Günümüzdeki durum eskiden farklı değil. Dünün kılıcı, bugünün askerî gücüdür. Tıpkı eskiden olduğu gibi şimdi de askerî gücün önemi büyük. Özellikle gelişmiş devletlerin, savunma sanayiine çok büyük yatırımlar yapması, her geçen gün yeni silahlar geliştirmesi bunu göstermektedir. Her devlet ulusal politikalarını yürütmek, hedeflerine ulaşmak ve kendini muhtemel saldırılara karşı korumak için askerî güce çok önem verir.
Peki, kalem yani bilim hangi konumdadır.
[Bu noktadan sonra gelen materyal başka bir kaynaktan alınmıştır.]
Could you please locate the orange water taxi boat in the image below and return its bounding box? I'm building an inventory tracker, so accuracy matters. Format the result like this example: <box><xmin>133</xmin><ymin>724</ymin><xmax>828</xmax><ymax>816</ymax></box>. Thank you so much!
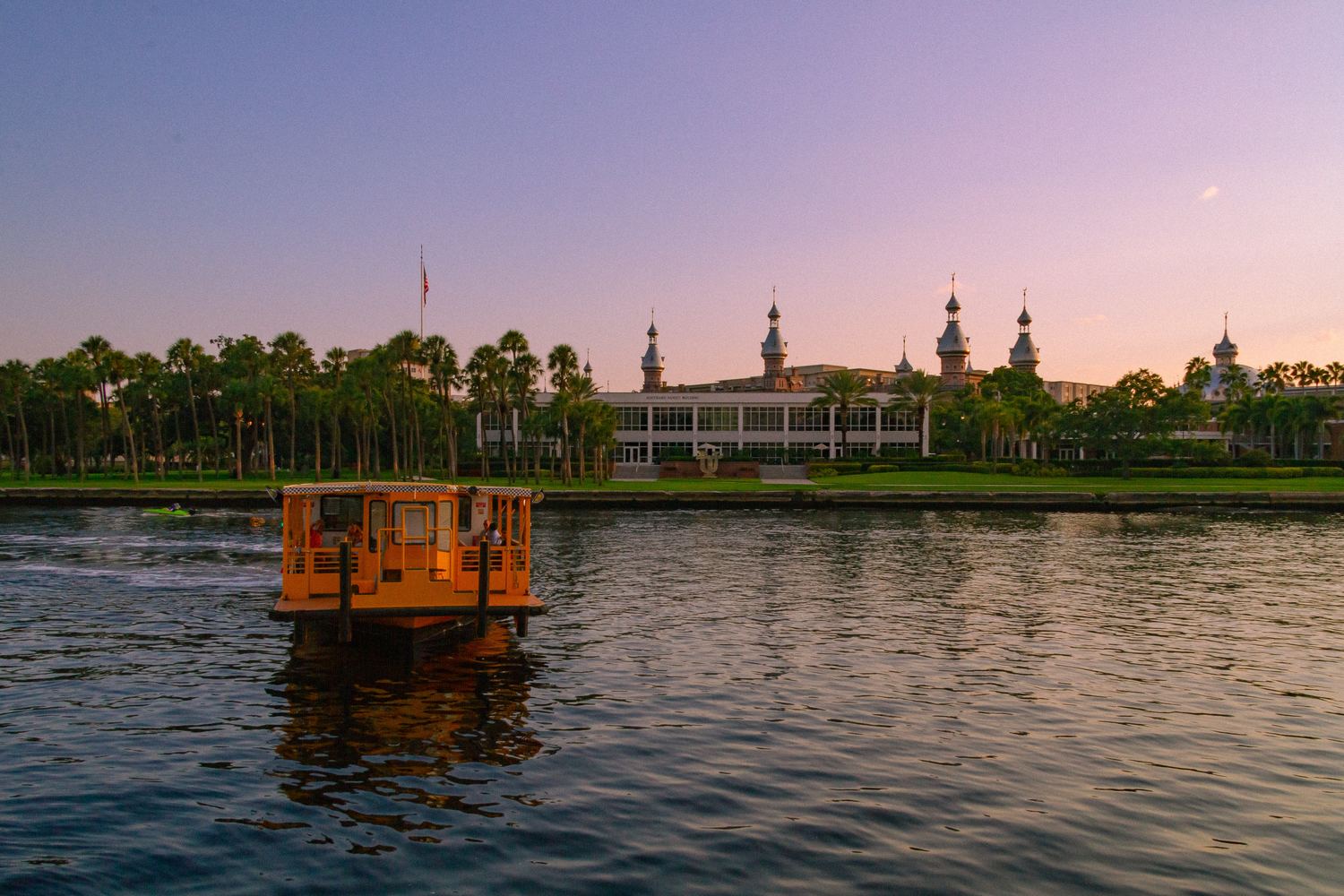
<box><xmin>271</xmin><ymin>482</ymin><xmax>546</xmax><ymax>642</ymax></box>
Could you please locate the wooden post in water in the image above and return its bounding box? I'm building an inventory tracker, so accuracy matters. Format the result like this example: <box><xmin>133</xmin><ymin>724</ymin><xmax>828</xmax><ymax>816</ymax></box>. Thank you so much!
<box><xmin>476</xmin><ymin>535</ymin><xmax>491</xmax><ymax>638</ymax></box>
<box><xmin>336</xmin><ymin>540</ymin><xmax>354</xmax><ymax>643</ymax></box>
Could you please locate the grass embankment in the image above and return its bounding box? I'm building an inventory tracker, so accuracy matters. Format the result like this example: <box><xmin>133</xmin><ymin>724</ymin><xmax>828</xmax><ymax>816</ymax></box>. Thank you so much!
<box><xmin>801</xmin><ymin>471</ymin><xmax>1344</xmax><ymax>495</ymax></box>
<box><xmin>0</xmin><ymin>471</ymin><xmax>1344</xmax><ymax>495</ymax></box>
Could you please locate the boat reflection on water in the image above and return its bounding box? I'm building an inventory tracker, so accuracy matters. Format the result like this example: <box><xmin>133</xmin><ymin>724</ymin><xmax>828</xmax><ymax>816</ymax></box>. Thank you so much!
<box><xmin>271</xmin><ymin>625</ymin><xmax>542</xmax><ymax>841</ymax></box>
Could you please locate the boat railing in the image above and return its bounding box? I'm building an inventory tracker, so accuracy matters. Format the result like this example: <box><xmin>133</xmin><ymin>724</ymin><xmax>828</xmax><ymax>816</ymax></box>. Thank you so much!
<box><xmin>284</xmin><ymin>544</ymin><xmax>359</xmax><ymax>594</ymax></box>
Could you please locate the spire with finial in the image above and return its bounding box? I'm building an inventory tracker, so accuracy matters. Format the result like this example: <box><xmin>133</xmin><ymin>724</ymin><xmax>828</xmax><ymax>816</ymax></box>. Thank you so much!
<box><xmin>761</xmin><ymin>286</ymin><xmax>789</xmax><ymax>390</ymax></box>
<box><xmin>1214</xmin><ymin>312</ymin><xmax>1236</xmax><ymax>366</ymax></box>
<box><xmin>640</xmin><ymin>307</ymin><xmax>667</xmax><ymax>392</ymax></box>
<box><xmin>897</xmin><ymin>336</ymin><xmax>916</xmax><ymax>377</ymax></box>
<box><xmin>1008</xmin><ymin>289</ymin><xmax>1040</xmax><ymax>374</ymax></box>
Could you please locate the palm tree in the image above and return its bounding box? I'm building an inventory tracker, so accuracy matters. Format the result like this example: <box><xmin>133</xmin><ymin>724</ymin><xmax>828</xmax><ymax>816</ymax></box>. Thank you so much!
<box><xmin>319</xmin><ymin>345</ymin><xmax>349</xmax><ymax>479</ymax></box>
<box><xmin>564</xmin><ymin>374</ymin><xmax>597</xmax><ymax>482</ymax></box>
<box><xmin>0</xmin><ymin>358</ymin><xmax>32</xmax><ymax>482</ymax></box>
<box><xmin>465</xmin><ymin>342</ymin><xmax>508</xmax><ymax>477</ymax></box>
<box><xmin>890</xmin><ymin>369</ymin><xmax>952</xmax><ymax>457</ymax></box>
<box><xmin>424</xmin><ymin>334</ymin><xmax>462</xmax><ymax>479</ymax></box>
<box><xmin>508</xmin><ymin>352</ymin><xmax>543</xmax><ymax>476</ymax></box>
<box><xmin>80</xmin><ymin>336</ymin><xmax>112</xmax><ymax>472</ymax></box>
<box><xmin>1288</xmin><ymin>361</ymin><xmax>1312</xmax><ymax>388</ymax></box>
<box><xmin>29</xmin><ymin>358</ymin><xmax>66</xmax><ymax>473</ymax></box>
<box><xmin>271</xmin><ymin>331</ymin><xmax>316</xmax><ymax>473</ymax></box>
<box><xmin>546</xmin><ymin>342</ymin><xmax>580</xmax><ymax>484</ymax></box>
<box><xmin>1260</xmin><ymin>361</ymin><xmax>1289</xmax><ymax>392</ymax></box>
<box><xmin>497</xmin><ymin>329</ymin><xmax>542</xmax><ymax>475</ymax></box>
<box><xmin>132</xmin><ymin>352</ymin><xmax>167</xmax><ymax>479</ymax></box>
<box><xmin>62</xmin><ymin>349</ymin><xmax>93</xmax><ymax>482</ymax></box>
<box><xmin>811</xmin><ymin>371</ymin><xmax>878</xmax><ymax>457</ymax></box>
<box><xmin>387</xmin><ymin>329</ymin><xmax>425</xmax><ymax>476</ymax></box>
<box><xmin>1185</xmin><ymin>355</ymin><xmax>1214</xmax><ymax>392</ymax></box>
<box><xmin>167</xmin><ymin>337</ymin><xmax>204</xmax><ymax>482</ymax></box>
<box><xmin>1218</xmin><ymin>395</ymin><xmax>1263</xmax><ymax>456</ymax></box>
<box><xmin>105</xmin><ymin>350</ymin><xmax>140</xmax><ymax>485</ymax></box>
<box><xmin>1325</xmin><ymin>361</ymin><xmax>1344</xmax><ymax>387</ymax></box>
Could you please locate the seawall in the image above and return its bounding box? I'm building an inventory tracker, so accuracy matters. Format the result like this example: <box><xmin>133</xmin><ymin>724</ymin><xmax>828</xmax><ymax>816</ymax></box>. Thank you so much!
<box><xmin>0</xmin><ymin>487</ymin><xmax>1344</xmax><ymax>513</ymax></box>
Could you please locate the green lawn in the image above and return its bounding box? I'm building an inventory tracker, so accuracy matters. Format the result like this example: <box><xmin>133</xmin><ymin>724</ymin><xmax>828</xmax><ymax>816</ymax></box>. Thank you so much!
<box><xmin>0</xmin><ymin>471</ymin><xmax>1344</xmax><ymax>495</ymax></box>
<box><xmin>801</xmin><ymin>471</ymin><xmax>1344</xmax><ymax>495</ymax></box>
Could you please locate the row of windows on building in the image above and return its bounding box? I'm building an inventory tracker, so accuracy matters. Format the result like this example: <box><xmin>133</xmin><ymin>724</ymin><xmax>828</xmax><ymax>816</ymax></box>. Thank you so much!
<box><xmin>616</xmin><ymin>404</ymin><xmax>917</xmax><ymax>433</ymax></box>
<box><xmin>616</xmin><ymin>442</ymin><xmax>882</xmax><ymax>463</ymax></box>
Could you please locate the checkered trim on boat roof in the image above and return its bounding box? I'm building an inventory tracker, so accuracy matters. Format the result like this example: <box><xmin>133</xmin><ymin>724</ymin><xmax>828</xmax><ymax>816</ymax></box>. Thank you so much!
<box><xmin>281</xmin><ymin>482</ymin><xmax>542</xmax><ymax>500</ymax></box>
Günümüzde bilime ve bilim adamlarına verilen önem yadsınamaz. Devletlerin bilime bütçe ayırması, bilim adamlarının önünü açması ve onları ödüllendirerek onurlandırması bunun bir göstergesidir. Bilim için gerekli ortamlar sağlandıkça bilimsel çalışmalarda da bir artış oluyor ve bilim gittikçe gelişiyor. Bunun en bariz örneklerinden bir yirmi otuz yıl önce hayatımıza girip artık hayatın bir parçası haline gelen internettir. Bununla birlikte eskiden olduğu gibi bugün de güce daha çok önem atfedildiğini söyleyebiliriz. Bunu askeri gücün havada, karada ve denizde olmak üzere her alanda ilerlemesine karşılık tekniğin bazı alanlarda gerektiği kadar ilerlememiş olmasından anlıyoruz.
Dünyanın en zengin ve en güçlü ülkeleri arasında yer alan Çin’de ortaya çıkan koronavirüsü (COVID-19) salgını kısa sürede bütün dünyayı etkisi altına aldı. Cürmü küçük etkisi büyük bu görünmez düşmana karşı en güçlü ve zengin ülkeler bile çaresiz kaldılar. Evet, devletler insansız hava araçları bile icat ederek adeta robotlu bir orduya sahip olmayı başardılar ama hangi ordu tüm insanlığa bulaşan bir virüse karşı koyabilir?
Dünyanın süper güçlerinin koronavirüsü karşısındaki acizliği kılıcı kalemden üstün tuttuklarını, insanı öldüren âlet ve araçlar icat ederken insanı yaşatmaya yeterince önem vermediklerini gösterir. Oysa “İnsanı yaşat ki devlet yaşasın.” diyen bir medeniyetin mirasçıları olarak bize hem düşmanın cürüm ve cesaretini kıracak kılıç hem de insanı yaşatacak bilim her daim lazımdır.